You could have bought it two years after the product was on the market and made 5 or 6 times your money. I mean all the druggists, all the nurses, all the people, millions of people saw this product, but they’re out buying oil companies or drilling rigs. It happens.


And then three or four years later Glaxo, an even bigger company, a huge company, a British company, bought Zantac which was better, at that time, an improved product. You could have seen that take market share and do well. You could have bought Glaxo and tripled your money.


So you only need a few stocks in your lifetime. They’re in your industry.


If you’d worked in the auto industry – let’s say you have been an auto dealer for the last 10 years – you would have seen Chrysler come up with the minivan. If you were a Buick dealer, a Toyota dealer, a Honda dealer, you would have seen the Chrysler dealership packed with people.

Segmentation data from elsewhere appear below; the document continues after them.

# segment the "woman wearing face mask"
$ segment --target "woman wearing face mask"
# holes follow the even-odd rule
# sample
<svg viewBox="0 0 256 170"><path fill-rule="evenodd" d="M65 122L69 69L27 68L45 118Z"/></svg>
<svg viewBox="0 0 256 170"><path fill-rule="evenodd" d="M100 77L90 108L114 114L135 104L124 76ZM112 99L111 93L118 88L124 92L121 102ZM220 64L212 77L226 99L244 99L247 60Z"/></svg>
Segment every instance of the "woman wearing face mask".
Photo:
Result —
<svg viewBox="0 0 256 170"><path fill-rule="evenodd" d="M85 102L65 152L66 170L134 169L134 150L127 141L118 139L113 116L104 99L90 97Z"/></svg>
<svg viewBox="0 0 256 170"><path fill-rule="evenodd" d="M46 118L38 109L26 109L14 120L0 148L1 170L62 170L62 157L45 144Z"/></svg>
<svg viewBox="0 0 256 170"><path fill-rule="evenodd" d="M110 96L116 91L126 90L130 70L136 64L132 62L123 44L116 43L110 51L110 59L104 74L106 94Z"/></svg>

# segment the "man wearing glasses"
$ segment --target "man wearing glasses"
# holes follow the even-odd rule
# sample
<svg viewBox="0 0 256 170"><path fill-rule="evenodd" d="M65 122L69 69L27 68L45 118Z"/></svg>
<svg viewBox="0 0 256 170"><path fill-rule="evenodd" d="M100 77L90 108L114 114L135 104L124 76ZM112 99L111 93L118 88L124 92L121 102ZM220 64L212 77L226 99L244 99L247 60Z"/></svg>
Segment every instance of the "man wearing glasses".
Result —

You could have made 10 times your money on Chrysler a year after the minivan came out.


Ford introduced the Taurus Sable, the most exceptional line of cars in the last 20 years. Ford went up sevenfold on the Taurus Sable. So, if you’re a car dealer, you only need to buy a few stocks every decade. When your lifetime is over, you don’t need a lot of five-baggers to make a lot of money starting with $10,000 or $5,000.


So in your own industry you’ll see a lot of stocks, and that’s what bothers me. There are good stocks out there looking for you. And people just aren’t listening and they're just not watching.


And they have incredible edges, people have big edges over me. They work in the aluminum industry. I see the aluminum industry coming back; the inventory is coming down six straight months, I see demand improving. In America today, you know, it’s hard to get an EPA permit for a bowling alley, never mind an aluminum smelter. So you know when aluminum gets tight, and you just can’t build seven aluminum smelters. So when you see this coming, you can say, “Wait a second. I can make some money.”


When an industry goes from terrible to mediocre, the stock goes north. When it goes from mediocre to good, the stock goes north. When it goes from good to terrific, the stock goes north. There are lots of ways to make money in your own industry. You can be a supplier in the industry. You can be a customer.


This thing happens in the paper industry. It happens in the steel industry. It doesn’t happen every week, but if you’re in some field, you’ll see it turn. You’ll see something in the publishing industry. These things come along, and it’s just mind-boggling that people throw it away.